Вы находитесь в архивной версии сайта информагентства "Фергана.Ру"

Для доступа на актуальный сайт перейдите по любой из ссылок:

Или закройте это окно, чтобы остаться в архиве



Новости Центральной Азии

Дмитрий Сухарев: «Влюбленность в Туркестан – важная часть правды»

29.03.2009 18:01 msk, И.Ильина

Россия Интервью
Дмитрий Сухарев: «Влюбленность в Туркестан – важная часть правды»

Дмитрий Антонович Сухарев (Сахаров) родился 1 ноября 1930 года в Ташкенте. Окончил биофак МГУ (1953). Как ученый, доктор биологических наук Д.А.Сахаров известен трудами в области нейроэтологии – науки об элементарных (клеточных и химических) механизмах поведения. Лауреат премии имени Л.А.Орбели, член редакционных коллегий международных научных журналов, действительный член РАЕН, профессиональных сообществ США и Швеции, почетный член Венгерского физиологического общества.

Стихотворные и журналистские публикации Д. Сухарева - с конца 1950-х годов.
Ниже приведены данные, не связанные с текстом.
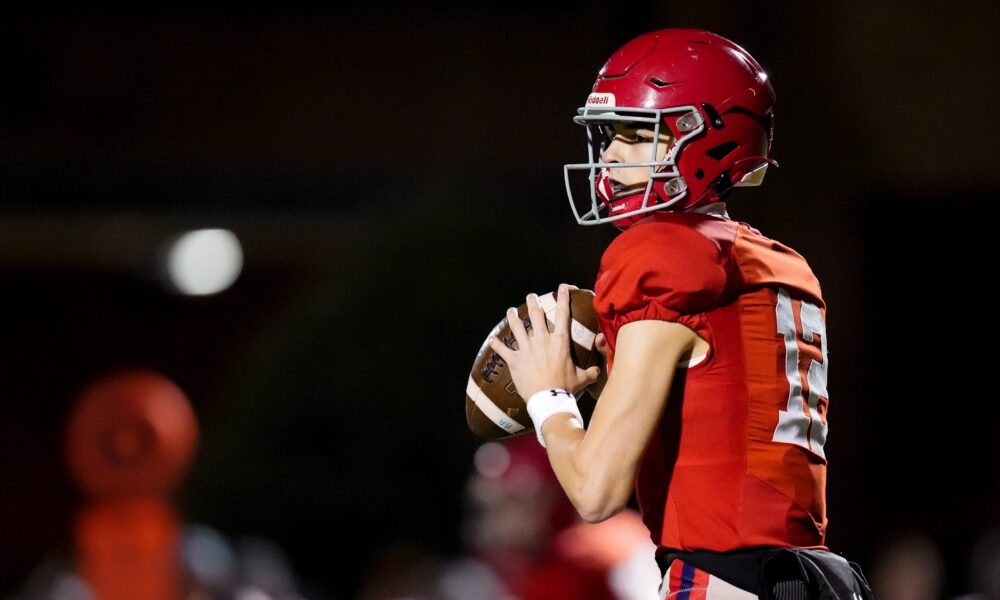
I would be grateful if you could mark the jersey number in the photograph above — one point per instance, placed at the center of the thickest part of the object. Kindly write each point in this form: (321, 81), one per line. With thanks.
(803, 422)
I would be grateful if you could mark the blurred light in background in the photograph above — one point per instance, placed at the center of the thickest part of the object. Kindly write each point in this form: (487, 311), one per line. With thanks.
(204, 261)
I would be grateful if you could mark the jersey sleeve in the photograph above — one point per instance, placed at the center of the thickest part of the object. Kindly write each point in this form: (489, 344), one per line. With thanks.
(660, 271)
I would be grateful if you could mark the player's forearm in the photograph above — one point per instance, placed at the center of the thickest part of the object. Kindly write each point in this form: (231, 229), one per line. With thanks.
(594, 488)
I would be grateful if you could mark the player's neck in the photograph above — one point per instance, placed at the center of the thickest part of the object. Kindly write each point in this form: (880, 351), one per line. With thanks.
(716, 209)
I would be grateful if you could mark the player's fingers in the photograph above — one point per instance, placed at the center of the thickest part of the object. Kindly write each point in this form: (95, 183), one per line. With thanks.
(590, 375)
(500, 348)
(536, 314)
(601, 343)
(562, 310)
(517, 327)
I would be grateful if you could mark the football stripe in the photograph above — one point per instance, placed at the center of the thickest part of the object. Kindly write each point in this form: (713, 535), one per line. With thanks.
(581, 335)
(484, 404)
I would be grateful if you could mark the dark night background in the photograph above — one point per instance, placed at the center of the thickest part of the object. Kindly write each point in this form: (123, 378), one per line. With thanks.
(394, 173)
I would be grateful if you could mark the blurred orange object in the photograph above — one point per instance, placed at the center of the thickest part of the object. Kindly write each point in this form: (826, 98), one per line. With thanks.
(130, 439)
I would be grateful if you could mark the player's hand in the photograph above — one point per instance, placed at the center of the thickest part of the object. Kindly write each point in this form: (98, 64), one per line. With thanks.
(542, 359)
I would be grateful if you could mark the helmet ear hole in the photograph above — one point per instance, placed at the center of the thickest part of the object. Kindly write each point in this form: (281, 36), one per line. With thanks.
(719, 152)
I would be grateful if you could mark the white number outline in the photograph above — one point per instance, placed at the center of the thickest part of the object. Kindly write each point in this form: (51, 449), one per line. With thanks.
(795, 425)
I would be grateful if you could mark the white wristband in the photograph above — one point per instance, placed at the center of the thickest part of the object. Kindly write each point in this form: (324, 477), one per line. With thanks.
(546, 403)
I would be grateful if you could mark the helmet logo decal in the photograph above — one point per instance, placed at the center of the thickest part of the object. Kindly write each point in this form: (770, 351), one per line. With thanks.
(601, 100)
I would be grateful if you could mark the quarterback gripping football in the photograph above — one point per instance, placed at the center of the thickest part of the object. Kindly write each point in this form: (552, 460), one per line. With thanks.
(493, 407)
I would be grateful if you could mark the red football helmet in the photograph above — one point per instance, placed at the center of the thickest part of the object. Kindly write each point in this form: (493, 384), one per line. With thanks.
(708, 93)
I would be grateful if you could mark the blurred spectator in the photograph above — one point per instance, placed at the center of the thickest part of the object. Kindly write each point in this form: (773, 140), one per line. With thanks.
(910, 567)
(520, 526)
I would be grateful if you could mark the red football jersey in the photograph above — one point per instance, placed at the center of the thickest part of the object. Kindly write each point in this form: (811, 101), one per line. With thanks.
(737, 460)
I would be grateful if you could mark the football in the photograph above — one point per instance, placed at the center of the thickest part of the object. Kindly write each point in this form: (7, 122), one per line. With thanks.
(493, 408)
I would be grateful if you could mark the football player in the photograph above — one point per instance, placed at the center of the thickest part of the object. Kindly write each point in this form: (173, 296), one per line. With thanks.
(714, 411)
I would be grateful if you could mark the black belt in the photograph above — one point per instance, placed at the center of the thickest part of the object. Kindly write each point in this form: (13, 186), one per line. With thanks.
(738, 567)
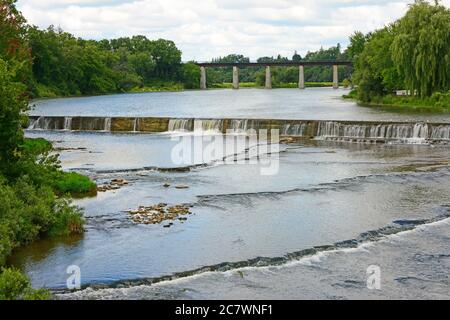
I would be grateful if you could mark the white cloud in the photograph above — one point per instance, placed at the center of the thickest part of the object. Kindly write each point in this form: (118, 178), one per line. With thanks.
(203, 29)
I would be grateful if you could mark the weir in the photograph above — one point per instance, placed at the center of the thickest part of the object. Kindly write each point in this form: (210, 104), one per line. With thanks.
(356, 131)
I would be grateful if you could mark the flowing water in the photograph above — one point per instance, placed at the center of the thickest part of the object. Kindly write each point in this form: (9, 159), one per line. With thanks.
(372, 191)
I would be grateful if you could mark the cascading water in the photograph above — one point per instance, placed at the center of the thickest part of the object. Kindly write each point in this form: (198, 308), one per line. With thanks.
(325, 130)
(68, 123)
(409, 133)
(440, 133)
(107, 127)
(244, 125)
(298, 129)
(180, 125)
(208, 126)
(136, 125)
(35, 123)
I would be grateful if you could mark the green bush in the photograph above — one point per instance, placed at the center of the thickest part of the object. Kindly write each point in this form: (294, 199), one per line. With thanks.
(74, 184)
(28, 212)
(14, 285)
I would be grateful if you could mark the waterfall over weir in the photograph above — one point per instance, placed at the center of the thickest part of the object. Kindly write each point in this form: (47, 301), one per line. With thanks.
(413, 133)
(352, 131)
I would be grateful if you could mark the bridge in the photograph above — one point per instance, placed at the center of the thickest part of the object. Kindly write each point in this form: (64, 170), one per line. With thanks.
(300, 64)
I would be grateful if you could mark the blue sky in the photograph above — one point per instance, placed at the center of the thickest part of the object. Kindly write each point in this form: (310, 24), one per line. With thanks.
(203, 29)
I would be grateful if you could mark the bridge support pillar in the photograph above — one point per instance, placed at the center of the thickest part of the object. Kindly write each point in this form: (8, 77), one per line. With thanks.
(202, 78)
(335, 77)
(235, 77)
(268, 78)
(301, 77)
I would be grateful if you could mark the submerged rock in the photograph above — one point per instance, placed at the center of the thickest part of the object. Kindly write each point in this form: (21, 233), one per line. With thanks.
(159, 213)
(115, 184)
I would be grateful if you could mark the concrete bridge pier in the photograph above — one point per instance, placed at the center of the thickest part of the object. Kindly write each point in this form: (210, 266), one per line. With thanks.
(268, 78)
(335, 77)
(301, 77)
(202, 78)
(235, 77)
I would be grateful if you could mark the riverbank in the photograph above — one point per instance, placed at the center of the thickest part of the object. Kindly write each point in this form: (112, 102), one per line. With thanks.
(47, 93)
(292, 85)
(438, 102)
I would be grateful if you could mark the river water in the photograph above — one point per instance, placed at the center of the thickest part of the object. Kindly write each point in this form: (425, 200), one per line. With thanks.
(310, 229)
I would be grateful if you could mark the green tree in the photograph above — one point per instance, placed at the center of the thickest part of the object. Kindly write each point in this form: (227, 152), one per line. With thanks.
(13, 104)
(421, 48)
(375, 72)
(191, 76)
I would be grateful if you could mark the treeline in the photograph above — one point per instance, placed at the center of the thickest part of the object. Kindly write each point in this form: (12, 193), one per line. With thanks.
(34, 191)
(410, 54)
(282, 76)
(65, 65)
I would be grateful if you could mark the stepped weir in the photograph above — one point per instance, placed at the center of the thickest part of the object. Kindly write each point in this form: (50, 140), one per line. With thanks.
(354, 131)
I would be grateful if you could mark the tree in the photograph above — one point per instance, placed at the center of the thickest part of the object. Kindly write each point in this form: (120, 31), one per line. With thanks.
(357, 43)
(191, 75)
(13, 103)
(375, 72)
(421, 48)
(296, 57)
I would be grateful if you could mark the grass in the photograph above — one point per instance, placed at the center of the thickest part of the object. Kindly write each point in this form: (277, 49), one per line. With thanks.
(292, 85)
(159, 87)
(14, 285)
(63, 183)
(438, 102)
(74, 184)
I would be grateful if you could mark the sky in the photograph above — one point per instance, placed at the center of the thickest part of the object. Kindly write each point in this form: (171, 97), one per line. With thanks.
(204, 29)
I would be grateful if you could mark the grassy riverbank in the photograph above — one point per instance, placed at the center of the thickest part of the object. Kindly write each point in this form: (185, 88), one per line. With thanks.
(293, 85)
(436, 103)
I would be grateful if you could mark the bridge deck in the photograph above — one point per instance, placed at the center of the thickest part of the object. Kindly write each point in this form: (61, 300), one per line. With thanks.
(275, 64)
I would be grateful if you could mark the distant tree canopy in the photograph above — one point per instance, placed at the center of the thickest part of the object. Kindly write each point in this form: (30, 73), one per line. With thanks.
(413, 53)
(281, 75)
(70, 66)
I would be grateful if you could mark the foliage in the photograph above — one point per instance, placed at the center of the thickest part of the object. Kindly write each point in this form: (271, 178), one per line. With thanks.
(29, 174)
(64, 65)
(421, 48)
(14, 285)
(12, 105)
(28, 211)
(74, 184)
(375, 73)
(413, 53)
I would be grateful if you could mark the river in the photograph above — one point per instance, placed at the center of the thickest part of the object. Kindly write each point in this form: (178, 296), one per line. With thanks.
(332, 208)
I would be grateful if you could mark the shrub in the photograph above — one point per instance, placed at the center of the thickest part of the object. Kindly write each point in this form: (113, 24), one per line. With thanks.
(28, 212)
(14, 285)
(74, 184)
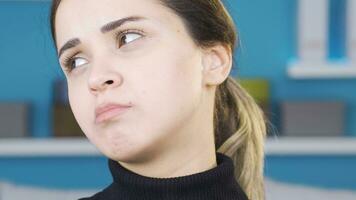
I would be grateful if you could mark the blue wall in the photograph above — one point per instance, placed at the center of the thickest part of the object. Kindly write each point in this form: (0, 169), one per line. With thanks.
(268, 41)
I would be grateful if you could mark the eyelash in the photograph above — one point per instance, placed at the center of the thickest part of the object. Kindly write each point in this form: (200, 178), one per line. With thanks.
(67, 61)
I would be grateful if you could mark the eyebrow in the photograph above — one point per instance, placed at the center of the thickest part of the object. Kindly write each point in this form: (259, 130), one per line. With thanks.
(104, 29)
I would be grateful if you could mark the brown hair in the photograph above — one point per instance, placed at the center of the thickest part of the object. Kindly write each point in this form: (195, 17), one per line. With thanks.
(239, 123)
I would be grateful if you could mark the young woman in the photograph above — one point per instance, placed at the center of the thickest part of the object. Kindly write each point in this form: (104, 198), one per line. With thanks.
(148, 83)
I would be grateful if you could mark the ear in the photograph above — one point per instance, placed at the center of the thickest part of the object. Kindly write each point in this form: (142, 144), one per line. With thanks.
(217, 64)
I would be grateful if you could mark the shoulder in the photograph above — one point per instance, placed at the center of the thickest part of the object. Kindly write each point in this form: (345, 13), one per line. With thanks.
(105, 194)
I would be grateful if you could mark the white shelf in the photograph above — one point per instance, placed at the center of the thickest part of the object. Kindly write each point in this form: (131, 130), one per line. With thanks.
(311, 146)
(81, 147)
(299, 70)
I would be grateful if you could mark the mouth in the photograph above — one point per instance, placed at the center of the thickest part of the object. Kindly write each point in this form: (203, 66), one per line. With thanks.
(109, 112)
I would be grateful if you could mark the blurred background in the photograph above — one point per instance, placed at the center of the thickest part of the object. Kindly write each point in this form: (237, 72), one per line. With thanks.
(296, 57)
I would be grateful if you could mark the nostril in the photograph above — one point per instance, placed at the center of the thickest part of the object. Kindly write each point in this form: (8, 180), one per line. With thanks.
(110, 82)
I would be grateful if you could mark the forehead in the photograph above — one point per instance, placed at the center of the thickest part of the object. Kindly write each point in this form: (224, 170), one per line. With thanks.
(78, 18)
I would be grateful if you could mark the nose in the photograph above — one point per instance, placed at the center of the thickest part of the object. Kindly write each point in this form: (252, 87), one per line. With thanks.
(102, 79)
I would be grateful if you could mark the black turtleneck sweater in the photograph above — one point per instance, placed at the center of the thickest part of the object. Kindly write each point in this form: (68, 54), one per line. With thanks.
(217, 183)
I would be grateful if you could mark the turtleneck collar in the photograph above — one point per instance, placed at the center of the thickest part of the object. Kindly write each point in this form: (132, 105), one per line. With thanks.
(215, 183)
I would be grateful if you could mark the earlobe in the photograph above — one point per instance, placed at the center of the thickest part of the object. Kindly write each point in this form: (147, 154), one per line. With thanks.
(217, 63)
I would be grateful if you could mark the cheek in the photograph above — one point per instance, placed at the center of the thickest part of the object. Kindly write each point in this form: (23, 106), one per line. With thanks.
(171, 89)
(81, 105)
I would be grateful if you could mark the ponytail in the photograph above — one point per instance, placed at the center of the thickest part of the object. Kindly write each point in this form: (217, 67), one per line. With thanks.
(240, 131)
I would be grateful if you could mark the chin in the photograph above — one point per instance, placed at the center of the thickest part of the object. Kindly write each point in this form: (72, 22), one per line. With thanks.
(125, 152)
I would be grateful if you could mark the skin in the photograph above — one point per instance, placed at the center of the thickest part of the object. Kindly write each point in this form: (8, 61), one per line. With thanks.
(168, 79)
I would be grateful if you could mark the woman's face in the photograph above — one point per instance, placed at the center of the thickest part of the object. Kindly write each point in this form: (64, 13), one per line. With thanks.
(147, 62)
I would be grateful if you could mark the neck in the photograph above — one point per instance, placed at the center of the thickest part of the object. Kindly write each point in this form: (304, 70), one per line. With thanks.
(187, 151)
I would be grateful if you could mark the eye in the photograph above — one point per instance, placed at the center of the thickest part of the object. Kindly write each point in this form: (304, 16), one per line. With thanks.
(74, 62)
(126, 37)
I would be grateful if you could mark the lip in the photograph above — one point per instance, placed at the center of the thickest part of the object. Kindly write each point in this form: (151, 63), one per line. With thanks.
(109, 111)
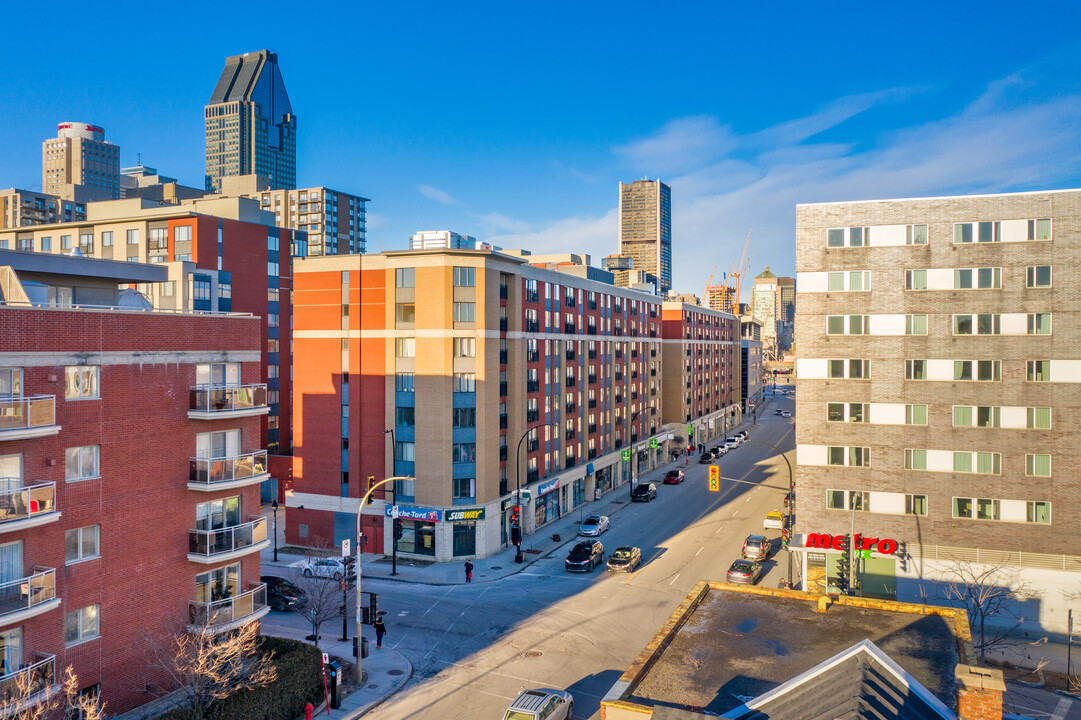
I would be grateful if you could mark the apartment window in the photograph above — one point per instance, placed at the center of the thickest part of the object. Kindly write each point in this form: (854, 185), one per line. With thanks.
(916, 505)
(916, 460)
(1039, 276)
(916, 414)
(1039, 371)
(81, 625)
(916, 324)
(81, 544)
(916, 279)
(465, 347)
(1038, 466)
(465, 277)
(1039, 418)
(465, 312)
(1039, 323)
(81, 382)
(916, 235)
В 60-х был одним из постоянных авторов журналов «Новый мир» и «Юность», в последние годы — автор «Знамени» и «Иерусалимского журнала». Он автор многих песен, ставших любимыми для поколений соотечественников. Первая книга стихов - «Дань» - вышла в 1963 году. Последние книжные публикации — «Холмы» (стихи, 2001, Иерусалим), «Все свои. Венок сонетов» (проза, 2005, СПб), «Много чего» (стихи, 2008, Москва). Д. Сухарев является составителем и комментатором книги «Авторская песня. Антология» (Екатеринбург, 2002, 2003). Он удостоен государственной премии России по литературе имени Булата Окуджавы (2001), премии Союза писателей Москвы «Венок» (2004).

Последняя книга Дмитрия Антоновича «Голошение волн» – не поэтическая. По форме это родословие, составленное автором для собственных детей, по сути – увлекательное историческое повествование. Большая часть повествования посвящена Узбекистану. «Ташкентская сага» и «Андижанская сага», Ахматова и Есенин, моджахеды и Бричмулла, картины ташкентских художников, уникальные фотографии знаменитого Ферганского землетрясения 1902-го года – всё это и многое другое в реальном преломлении истории двух семей.

– Дмитрий Антонович, в Вашей книге столько документов, историй, свидетельств! Рассказы старших родственников вы записывали, начиная с 1970-х годов, если не раньше. В то время мало кто интересовался историей семьи, а Вы уже, кажется, тогда, 40 лет назад, знали, что будете писать историю рода. Так ли это?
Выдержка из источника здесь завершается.